Derek Fine

No. 86
- Position:: Tight end

Personal information
- Born:: August 24, 1983 (age 41) Sallisaw, Oklahoma, U.S.
- Height:: 6 ft 3 in (1.91 m)
- Weight:: 247 lb (112 kg)

Career information
- High school:: Sallisaw
- College:: Kansas
- NFL draft:: 2008: 4th round, 132nd pick

Career history
- Buffalo Bills (2008–2009); St. Louis Rams (2010)*; Houston Texans (2010)*;
- * Offseason and/or practice squad member only

Career NFL statistics
- Receptions:: 19
- Receiving yards:: 158
- Receiving touchdowns:: 1
- Stats at Pro Football Reference

= Derek Fine =

American football player (born 1983)

Derek Fine (born August 24, 1983) is an American former professional football player who was a tight end in the National Football League (NFL). He played college football for the Kansas Jayhawks and was selected by the Buffalo Bills in the fourth round of the 2008 NFL draft.

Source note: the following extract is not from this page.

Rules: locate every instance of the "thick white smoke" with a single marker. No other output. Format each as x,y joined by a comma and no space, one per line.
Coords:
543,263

Fine was also a member of the St. Louis Rams and Houston Texans.

==College career==
In his junior year at Kansas, Fine received the Gale Sayers Award for the team's most courageous player. He was a team captain in his senior year, in which he caught 46 passes for 394 total receiving yards. He was a part of the Jayhawks team that went 12-1 and won the 2008 Orange Bowl.

==Professional career==

Pre-draft measurables
| Height | Weight | 40-yard dash | 10-yard split | 20-yard split | 20-yard shuttle | Three-cone drill | Vertical jump | Broad jump | Bench press |
| 6 ft 2+5⁄8 in (1.90 m) | 251 lb (114 kg) | 4.85 s | 1.65 s | 2.78 s | 4.19 s | 6.80 s | 29 in (0.74 m) | 9 ft 7 in (2.92 m) | 24 reps |
All values from NFL Combine.

===Buffalo Bills===
The Buffalo Bills selected Fine in the fourth round of the 2008 NFL draft, with the 132nd overall selection.

On November 2, 2008 Fine caught his first pass in the NFL against the New York Jets. The reception was a 9-yard touchdown pass thrown by quarterback Trent Edwards.

In 2009, during a game against the New York Jets, Fine was battling Jets linebacker Marques Murrell and eventually started a fight with Murrell and Murrell's teammate James Ihedigbo. This fight led to Ihedigbo being ejected for trying to land a punch on Fine.

Fine was placed on injured reserve on September 22, 2009 and was replaced by Joe Klopfenstein. He was waived on February 16, 2010.

===St. Louis Rams===
Fine was claimed off waivers by the St. Louis Rams on February 17, 2010. He was waived on March 5, 2010.

===Houston Texans===
Fine was signed by the Houston Texans on June 16, 2010.

On September 5, 2010, Fine was waived by the Houston Texans.